Profits were up year-over-year at six of the eight banks headquartered in the Tampa-St. Petersburg metro area, including a dramatic turnaround that put Pilot Bank back in the black.
Loan portfolios grew at seven of the banks, mostly by double-digit percentages.
Increases in loan portfolios are an indication that banks are making credit available, primarily to the small-and-medium size businesses that largely rely on community banks. Those businesses often borrow to expand their operations, buy equipment or real estate, or hire workers.
Banks with a healthy bottom line can focus more on external operations, such as making loans available, and not be internally focused on fixing problems.
Factors such as tax reform and interest rate increases were expected to help boost bank earnings last year across the board, according to a report from S&P Global Market Intelligence. Regulatory relief was expected to lead to ramped-up competition for loans, which could eventually cause some underwriting standards to slip, the report warned.
Pilot, a Tampa-based bank that opened its first office in St. Petersburg last year, had nearly $1.6 million in net income for 2018, according to a call report filed with the Federal Financial Institutions Examination Council.
In 2017, the bank recorded a $1.2 million loss as the result of corporate tax reform, said Roy Hellwege, chairman and CEO. Pilot took a non-cash charge of $2.2 million in 2017; without that charge, the bank would have had about $1 million in net income last year.
The significant improvement in 2018 was due to strong loan growth for both commercial loans and for aircraft loans, Hellwege said. Pilot provides aircraft financing through its affiliate, National Aircraft Finance Co.
The bank also made great strides in its Small Business Administration lending program in the fourth quarter of 2018, Hellwege said. “We expect this line of business to be a further driver of profitability in [fiscal year] 2019,” he said.
The only bank to post a net loss for 2018 was First Home Bank. “We recorded a one-time charge in association with the bulk disposition of certain assets. The loss was not reflective of our operations which remain profitable,” said Anthony Leo, CEO of First Home Bank, which moved its headquarters to St. Petersburg from Seminole in November.
Flagship Community Bank in Clearwater reported a nearly 47 percent jump in net income, bolstered by a termination fee received when a deal for Flagship to buy BankMobile from Customers Bancorp Inc. (NYSE: CUBI) fell apart.
The two largest banks headquartered in the area also reported jumps in income and loans.
Raymond James Bank, part of Raymond James Financial Inc. (NYSE: RJF) in St.
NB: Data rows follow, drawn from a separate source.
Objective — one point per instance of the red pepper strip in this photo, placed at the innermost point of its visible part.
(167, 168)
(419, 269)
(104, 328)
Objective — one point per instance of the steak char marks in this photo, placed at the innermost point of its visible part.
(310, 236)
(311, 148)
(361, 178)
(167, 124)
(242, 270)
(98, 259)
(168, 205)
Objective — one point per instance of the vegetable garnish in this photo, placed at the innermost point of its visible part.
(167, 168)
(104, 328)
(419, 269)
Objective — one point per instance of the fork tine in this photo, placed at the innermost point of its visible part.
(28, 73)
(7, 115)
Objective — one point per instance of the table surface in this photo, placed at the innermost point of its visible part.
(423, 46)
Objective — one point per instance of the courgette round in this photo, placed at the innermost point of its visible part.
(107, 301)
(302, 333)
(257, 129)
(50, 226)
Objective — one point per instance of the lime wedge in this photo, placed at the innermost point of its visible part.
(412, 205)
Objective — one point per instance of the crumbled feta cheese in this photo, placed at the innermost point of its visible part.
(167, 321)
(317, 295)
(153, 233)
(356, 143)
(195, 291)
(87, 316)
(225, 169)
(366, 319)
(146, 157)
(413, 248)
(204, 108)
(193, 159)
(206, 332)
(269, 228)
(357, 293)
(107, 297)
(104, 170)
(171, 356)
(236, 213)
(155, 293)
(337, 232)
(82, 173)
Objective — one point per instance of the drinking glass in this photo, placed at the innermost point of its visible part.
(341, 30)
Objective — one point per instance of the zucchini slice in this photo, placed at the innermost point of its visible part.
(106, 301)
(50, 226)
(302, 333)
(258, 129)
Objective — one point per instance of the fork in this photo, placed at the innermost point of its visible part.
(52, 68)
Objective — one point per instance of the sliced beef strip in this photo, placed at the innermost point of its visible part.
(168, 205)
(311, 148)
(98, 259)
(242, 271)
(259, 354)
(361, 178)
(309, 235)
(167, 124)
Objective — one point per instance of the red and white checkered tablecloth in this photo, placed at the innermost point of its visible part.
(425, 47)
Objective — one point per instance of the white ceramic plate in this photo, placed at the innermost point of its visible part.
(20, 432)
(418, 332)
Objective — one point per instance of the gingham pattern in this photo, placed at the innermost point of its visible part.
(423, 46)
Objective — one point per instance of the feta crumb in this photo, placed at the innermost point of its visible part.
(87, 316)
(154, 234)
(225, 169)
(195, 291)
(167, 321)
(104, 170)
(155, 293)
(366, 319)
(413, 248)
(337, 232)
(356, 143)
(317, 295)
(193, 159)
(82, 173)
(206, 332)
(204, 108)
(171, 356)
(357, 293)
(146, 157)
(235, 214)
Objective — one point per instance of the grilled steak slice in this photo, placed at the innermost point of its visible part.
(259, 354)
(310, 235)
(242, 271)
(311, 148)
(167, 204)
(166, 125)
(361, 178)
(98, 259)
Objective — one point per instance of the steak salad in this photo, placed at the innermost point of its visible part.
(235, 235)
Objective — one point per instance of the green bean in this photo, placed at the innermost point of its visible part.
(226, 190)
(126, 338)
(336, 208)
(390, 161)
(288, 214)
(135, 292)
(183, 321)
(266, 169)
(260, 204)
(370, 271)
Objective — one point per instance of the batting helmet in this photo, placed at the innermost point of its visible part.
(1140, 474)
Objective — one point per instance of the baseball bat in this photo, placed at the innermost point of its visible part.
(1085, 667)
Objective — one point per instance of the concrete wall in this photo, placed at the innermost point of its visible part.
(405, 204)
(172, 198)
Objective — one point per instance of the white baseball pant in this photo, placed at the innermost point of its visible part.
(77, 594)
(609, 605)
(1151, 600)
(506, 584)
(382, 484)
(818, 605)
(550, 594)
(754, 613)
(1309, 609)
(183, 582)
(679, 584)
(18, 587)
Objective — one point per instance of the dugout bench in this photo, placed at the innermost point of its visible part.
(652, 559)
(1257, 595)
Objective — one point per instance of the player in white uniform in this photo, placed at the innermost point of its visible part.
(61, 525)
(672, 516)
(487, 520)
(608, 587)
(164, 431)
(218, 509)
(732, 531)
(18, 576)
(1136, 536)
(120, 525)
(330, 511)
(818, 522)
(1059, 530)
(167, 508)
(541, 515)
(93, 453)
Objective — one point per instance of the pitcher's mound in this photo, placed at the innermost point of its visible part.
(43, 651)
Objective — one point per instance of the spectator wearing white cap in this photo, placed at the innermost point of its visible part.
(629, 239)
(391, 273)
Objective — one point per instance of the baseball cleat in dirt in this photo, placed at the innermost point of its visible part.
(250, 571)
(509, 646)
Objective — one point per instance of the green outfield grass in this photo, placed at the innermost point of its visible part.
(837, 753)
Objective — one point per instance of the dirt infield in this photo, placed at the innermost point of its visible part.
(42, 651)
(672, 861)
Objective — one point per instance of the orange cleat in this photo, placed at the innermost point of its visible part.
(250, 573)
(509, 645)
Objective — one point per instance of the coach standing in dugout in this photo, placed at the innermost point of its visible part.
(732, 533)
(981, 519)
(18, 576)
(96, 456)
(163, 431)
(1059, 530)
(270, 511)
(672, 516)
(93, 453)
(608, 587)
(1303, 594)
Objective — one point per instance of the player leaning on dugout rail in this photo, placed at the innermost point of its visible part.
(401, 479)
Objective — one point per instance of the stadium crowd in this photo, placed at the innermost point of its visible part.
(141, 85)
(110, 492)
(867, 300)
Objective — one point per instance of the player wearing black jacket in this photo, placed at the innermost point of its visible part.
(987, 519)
Petersburg, posted $362 million in 2018 net income, up 39.4 percent from 2017, while the loan portfolio grew 11.8 percent, to $19.8 billion.
CenterState Bank (NASDAQ: CSFL), based in Winter Haven, saw net income jump 166 percent, to $155.7 million for 2018, while the loan portfolio swelled 74.4 percent to $8.3 billion as of Dec. 31. CenterState closed three acquisitions in 2018, buying HCBF Holding and pushing deeper in Pinellas County, as well as buying Sunshine Bancorp and Charter Financial. The Charter acquisition gave CenterState its first retail offices outside Florida.
Raymond James, with $25.1 billion in total assets, and CenterState, with $12.3 billion in total assets, are much larger than other banks headquartered in the Tampa Bay area. The Bank of Tampa is the only other area bank to have more than $1 billion in assets, with $1.6 billion in assets as of Dec. 31.